Gripping but amazingly incomplete (October 27, 2011)
By David Dennis

This is a gripping journey into the life of an amazing individual. Despite its girth of nearly 600 pages, the book zips along at a torrid pace.

The interviews with Jobs are fascinating and revealing. We get a real sense for what it must have been like to be Steve, or to work with him. That earns the book five stars despite its flaws, in that it's definitely a must-read if you have any interest at all in the subject.

But there are places in the book where I have to say, "Huh?"

The book is written essentially as a series of stories about Steve. The book continuously held my interest, but some of the dramas of his life seem muted. For instance, he came close to going bust when both Next and Pixar were flailing. There was only the slightest hint that anything dramatic happened in those years. In one paragraph, Pixar is shown as nearly running him out of money. A few brief paragraphs later, Toy Story gets released and Jobs' finances are saved for good.

We hear a lot about Tony Fadell's role in the development of iPhone. Tony led the iPod group and was clearly a major source for the book. You may know from a recent Businessweek article that Tony was basically driven out of the company shortly after the final introduction of iPhone, due to personality conflicts between him and Scott Forestall, the person now in charge of iOS development. But the book doesn't say a word about it. Tony simply disappears from the rest of the book with no explanation, and Forestall is barely mentioned.

Another strange incident was the Jackling house, the house he spent a large part of his life in. A case could be made that the house is historic simply because Steve spent many of his formative years living in it. Preservationists were battling with him to save the house. 
 
Only a couple of months before his death, when he must have known he was not going to actually build a house to replace it, he had the house torn down. I would have loved to learn this story. Why did he buy it? Why did he destroy it through neglect? Why did he acquire such a blind loathing for it that he worked hard to get it torn down?

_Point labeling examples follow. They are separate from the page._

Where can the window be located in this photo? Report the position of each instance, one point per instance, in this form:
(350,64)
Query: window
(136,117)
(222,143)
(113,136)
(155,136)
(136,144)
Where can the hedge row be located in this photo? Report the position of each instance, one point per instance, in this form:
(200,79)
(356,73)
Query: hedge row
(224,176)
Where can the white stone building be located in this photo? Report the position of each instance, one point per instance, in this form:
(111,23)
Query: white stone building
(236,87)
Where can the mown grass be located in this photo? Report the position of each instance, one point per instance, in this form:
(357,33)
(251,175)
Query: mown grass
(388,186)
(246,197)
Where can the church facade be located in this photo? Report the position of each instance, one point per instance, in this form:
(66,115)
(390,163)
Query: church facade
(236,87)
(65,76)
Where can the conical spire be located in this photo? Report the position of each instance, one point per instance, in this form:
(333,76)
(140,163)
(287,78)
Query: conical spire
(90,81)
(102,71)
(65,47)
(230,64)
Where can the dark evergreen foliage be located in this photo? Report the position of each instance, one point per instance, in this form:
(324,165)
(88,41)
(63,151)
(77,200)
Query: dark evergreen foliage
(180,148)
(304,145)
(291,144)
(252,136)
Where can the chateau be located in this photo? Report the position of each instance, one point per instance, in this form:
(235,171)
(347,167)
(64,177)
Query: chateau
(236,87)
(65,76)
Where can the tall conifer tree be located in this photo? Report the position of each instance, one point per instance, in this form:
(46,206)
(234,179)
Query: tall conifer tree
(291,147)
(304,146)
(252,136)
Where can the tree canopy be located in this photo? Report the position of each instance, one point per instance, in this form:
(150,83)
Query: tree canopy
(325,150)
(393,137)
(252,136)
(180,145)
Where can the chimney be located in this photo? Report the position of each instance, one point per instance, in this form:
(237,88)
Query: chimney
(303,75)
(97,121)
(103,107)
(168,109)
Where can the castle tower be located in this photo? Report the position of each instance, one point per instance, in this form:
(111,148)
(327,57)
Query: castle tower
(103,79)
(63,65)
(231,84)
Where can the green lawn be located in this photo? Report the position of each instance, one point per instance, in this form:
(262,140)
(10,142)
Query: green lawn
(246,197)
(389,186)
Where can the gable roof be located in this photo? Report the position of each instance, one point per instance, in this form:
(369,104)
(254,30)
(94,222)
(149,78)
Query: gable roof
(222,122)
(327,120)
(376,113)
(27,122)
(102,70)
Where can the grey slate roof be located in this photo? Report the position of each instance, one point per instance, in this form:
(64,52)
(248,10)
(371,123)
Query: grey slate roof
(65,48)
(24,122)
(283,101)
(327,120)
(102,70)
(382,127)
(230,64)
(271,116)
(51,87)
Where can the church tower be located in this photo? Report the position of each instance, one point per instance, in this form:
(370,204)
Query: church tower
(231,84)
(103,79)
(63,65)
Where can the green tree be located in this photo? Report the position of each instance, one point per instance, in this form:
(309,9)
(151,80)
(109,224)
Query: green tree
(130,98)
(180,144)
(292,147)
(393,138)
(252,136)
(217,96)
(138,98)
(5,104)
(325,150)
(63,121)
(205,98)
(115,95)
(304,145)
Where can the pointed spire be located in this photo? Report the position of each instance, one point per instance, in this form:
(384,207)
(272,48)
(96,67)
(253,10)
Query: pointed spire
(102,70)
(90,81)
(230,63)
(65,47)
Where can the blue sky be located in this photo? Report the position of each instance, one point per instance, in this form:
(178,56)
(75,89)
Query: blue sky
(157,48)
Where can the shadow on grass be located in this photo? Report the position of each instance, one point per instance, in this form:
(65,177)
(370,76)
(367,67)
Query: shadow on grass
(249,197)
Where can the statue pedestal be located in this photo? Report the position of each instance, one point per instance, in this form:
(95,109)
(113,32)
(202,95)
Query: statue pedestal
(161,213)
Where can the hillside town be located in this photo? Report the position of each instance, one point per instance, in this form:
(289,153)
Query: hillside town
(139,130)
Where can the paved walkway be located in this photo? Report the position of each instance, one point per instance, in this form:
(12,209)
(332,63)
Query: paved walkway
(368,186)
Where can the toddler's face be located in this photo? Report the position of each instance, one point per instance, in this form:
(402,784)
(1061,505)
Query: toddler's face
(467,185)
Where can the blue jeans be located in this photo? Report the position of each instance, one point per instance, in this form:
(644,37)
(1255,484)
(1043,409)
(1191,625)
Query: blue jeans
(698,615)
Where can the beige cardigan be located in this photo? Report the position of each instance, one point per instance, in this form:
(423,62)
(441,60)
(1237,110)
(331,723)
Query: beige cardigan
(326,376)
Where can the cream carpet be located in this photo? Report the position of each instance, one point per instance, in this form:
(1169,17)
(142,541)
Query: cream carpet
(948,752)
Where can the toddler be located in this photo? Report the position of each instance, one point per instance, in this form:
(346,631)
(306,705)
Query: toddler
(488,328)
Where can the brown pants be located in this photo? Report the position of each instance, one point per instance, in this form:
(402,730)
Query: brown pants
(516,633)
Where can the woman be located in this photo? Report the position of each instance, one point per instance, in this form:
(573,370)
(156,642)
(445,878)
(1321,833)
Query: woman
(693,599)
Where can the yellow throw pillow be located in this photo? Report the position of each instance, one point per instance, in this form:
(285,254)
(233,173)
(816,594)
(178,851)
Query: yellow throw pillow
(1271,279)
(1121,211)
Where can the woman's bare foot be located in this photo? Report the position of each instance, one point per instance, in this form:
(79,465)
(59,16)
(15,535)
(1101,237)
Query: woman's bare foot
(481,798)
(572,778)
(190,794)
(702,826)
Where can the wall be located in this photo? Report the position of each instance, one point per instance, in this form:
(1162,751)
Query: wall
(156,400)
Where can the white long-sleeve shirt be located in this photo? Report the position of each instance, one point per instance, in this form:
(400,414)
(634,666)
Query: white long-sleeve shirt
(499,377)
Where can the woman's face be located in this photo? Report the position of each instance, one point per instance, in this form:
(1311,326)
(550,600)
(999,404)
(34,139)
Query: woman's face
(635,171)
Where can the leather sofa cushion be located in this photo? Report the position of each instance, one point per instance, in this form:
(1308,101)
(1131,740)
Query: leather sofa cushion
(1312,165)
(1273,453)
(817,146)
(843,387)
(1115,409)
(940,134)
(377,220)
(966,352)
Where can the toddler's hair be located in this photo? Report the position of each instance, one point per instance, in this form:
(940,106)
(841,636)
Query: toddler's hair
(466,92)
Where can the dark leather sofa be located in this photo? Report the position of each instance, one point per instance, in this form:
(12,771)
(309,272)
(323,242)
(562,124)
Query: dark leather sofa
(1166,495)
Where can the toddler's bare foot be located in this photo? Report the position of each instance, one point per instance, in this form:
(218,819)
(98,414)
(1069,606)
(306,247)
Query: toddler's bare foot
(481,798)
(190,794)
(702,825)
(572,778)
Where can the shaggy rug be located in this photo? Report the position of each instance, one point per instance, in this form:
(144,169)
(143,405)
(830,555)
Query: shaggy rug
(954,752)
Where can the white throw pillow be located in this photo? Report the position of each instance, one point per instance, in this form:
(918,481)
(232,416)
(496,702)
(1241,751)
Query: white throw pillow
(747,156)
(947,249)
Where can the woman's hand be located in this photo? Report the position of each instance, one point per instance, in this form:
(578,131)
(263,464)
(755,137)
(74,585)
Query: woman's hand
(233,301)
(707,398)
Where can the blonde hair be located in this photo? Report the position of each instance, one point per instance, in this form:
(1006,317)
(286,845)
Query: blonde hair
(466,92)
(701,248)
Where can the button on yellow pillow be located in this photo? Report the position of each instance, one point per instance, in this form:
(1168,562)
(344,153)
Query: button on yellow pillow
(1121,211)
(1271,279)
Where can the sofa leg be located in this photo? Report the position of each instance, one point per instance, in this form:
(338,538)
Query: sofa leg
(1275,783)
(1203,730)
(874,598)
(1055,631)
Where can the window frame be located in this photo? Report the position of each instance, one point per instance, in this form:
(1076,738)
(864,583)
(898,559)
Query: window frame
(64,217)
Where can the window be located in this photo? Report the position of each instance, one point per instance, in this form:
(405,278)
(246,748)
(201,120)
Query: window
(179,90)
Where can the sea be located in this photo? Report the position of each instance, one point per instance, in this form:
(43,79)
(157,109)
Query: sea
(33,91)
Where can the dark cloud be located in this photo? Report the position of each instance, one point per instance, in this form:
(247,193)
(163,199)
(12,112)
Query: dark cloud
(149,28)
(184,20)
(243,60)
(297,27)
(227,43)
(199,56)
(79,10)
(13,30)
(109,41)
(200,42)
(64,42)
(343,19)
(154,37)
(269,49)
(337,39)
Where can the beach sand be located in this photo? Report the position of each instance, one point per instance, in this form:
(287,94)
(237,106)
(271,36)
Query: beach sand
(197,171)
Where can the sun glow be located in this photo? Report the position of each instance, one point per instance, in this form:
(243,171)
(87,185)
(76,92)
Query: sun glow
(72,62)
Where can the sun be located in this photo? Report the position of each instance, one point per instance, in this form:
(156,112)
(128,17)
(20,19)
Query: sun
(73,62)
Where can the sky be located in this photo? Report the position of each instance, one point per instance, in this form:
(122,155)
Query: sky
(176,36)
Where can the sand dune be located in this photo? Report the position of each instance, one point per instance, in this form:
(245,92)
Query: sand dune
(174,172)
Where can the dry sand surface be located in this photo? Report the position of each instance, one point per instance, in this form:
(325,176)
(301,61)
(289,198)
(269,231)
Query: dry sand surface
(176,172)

And why did Jobs keep almost all the Pixar options to himself? He doesn't seem to have needed the money, or even really wanted it that much. He could have cut his friends John Lasseter et al into their own huge fortunes. Lasseter only got about $25 million from Pixar, which seems like a shockingly low amount in view of his contributions. 
 
Now, it's not like they will starve or anything, and I think John can buy pretty much anything he wants, but it still seems surprising Jobs is so ungenerous.

There were a lot of things like this, incidents casually tossed away in a brief paragraph that should have merited an entire chapter.

I think this will always be the best account of the emotional aspects of Steve's life, which are fully covered. The chapters about his illness moved me to tears. But as an account of what really happened at Apple and how Steve fixed the company, it's insufficient. I guess that will have to await more distance from the subject.

Of course what's truly remarkable about Jobs is that he lived a life so full of incident that perhaps no biography has the space to cover the broad sweep of his life. He accomplished as much as 10 ordinarily famous men. Maybe the upshot is that you just can't fit a man like this in a book, even if that book's nearly 600 pages.